Question

Integer n will be randomly selected from the integers 1 to 13, inclusive.
Column A: The probability that n will be even
Column B: The probability that n will be odd

• A. The quantity in Column A is greater.
• B. The quantity in Column B is greater.
• C. The two quantities are equal.
• D. The relationship cannot be determined from the information given.

Hint:

In any set of consecutive integers, the number of odd and even integers will either be equal or differ by one. If the total number of integers is odd (like 13 here), there will be one more of whichever number (odd or even) the set starts and ends with.
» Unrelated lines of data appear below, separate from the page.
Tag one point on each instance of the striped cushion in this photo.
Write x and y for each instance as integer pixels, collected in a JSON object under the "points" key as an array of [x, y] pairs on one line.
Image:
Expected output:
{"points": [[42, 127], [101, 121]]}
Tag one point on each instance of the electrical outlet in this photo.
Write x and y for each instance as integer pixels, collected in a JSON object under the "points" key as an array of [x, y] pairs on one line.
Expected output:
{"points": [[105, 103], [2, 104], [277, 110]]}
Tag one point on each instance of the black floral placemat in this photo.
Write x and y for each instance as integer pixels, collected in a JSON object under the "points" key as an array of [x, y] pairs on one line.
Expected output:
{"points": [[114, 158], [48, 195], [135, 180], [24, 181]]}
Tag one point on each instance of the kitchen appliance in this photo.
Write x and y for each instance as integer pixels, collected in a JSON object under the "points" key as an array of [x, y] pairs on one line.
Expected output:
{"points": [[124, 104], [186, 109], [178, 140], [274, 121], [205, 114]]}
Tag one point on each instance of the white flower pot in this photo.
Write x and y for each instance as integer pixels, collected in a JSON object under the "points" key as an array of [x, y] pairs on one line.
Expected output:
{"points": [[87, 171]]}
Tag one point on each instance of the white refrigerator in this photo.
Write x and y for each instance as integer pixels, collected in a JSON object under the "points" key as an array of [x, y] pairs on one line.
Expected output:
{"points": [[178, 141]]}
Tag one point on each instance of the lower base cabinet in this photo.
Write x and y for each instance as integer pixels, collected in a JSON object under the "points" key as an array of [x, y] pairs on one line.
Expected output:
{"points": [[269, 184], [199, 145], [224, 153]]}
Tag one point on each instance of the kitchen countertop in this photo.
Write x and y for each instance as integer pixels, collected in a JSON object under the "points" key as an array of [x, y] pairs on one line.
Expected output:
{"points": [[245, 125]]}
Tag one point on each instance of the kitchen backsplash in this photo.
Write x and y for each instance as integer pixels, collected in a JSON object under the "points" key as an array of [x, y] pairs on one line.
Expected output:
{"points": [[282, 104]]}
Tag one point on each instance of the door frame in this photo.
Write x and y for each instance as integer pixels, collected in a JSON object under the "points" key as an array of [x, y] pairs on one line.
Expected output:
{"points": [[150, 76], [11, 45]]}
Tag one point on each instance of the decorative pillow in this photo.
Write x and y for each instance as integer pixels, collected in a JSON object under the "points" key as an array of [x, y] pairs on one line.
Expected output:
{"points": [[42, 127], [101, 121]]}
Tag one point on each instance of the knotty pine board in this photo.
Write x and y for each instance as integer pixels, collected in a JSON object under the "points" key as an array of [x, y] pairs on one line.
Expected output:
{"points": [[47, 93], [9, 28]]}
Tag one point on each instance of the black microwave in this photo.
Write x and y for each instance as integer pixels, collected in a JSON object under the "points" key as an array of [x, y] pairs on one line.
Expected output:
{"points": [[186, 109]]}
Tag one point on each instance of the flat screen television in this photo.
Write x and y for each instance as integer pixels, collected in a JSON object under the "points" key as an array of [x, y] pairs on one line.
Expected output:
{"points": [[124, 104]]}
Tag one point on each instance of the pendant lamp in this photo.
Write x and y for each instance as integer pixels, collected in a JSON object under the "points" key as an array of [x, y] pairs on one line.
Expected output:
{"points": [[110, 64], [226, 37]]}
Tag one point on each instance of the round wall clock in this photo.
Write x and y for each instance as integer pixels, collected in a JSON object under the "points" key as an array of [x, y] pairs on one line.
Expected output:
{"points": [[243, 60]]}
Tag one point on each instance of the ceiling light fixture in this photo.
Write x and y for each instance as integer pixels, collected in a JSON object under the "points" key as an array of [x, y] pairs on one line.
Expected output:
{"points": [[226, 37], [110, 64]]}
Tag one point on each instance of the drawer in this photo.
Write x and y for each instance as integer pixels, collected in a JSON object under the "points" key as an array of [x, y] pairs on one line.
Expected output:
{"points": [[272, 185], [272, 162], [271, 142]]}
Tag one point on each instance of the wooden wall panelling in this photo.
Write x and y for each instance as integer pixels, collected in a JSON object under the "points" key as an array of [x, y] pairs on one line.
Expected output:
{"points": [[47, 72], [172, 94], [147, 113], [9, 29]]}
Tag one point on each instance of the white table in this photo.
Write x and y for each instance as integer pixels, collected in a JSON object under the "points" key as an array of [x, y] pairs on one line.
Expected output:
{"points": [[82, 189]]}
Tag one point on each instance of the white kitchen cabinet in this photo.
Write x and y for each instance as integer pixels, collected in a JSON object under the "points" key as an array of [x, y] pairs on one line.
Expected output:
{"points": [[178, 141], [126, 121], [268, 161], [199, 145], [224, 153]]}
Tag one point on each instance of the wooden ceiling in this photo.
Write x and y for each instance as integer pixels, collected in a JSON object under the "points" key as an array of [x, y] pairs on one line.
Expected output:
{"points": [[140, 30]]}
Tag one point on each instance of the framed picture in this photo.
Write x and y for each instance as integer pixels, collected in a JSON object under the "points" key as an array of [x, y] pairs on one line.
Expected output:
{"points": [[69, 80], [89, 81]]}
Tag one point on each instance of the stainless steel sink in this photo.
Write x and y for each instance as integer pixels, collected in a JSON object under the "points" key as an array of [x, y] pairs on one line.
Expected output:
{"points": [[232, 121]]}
This set starts and ends with an odd number, so there is one more odd number.

Answer 1

The Correct Option is B

Step 1: Understanding the Concept:
This problem requires us to calculate and compare two probabilities based on a given set of integers. The probability of an event is the ratio of the number of favorable outcomes to the total number of possible outcomes.
Step 2: Detailed Explanation:
First, determine the total number of integers in the set. The set includes integers from 1 to 13, so there are 13 total outcomes.
Column A: Probability that n will be even
The even integers in the set are \{2, 4, 6, 8, 10, 12\}.
Number of even integers = 6.
The probability is:
\[ P(\text{even}) = \frac{\text{Number of even integers}}{\text{Total number of integers}} = \frac{6}{13} \]
Column B: Probability that n will be odd
The odd integers in the set are \{1, 3, 5, 7, 9, 11, 13\}.
Number of odd integers = 7.
The probability is:
\[ P(\text{odd}) = \frac{\text{Number of odd integers}}{\text{Total number of integers}} = \frac{7}{13} \]
Comparison:
We are comparing \(\frac{6}{13}\) (Column A) with \(\frac{7}{13}\) (Column B). Since the denominators are the same, we just compare the numerators.
Since \(6<7\), we have \(\frac{6}{13}<\frac{7}{13}\).
Step 3: Final Answer:
The quantity in Column B is greater.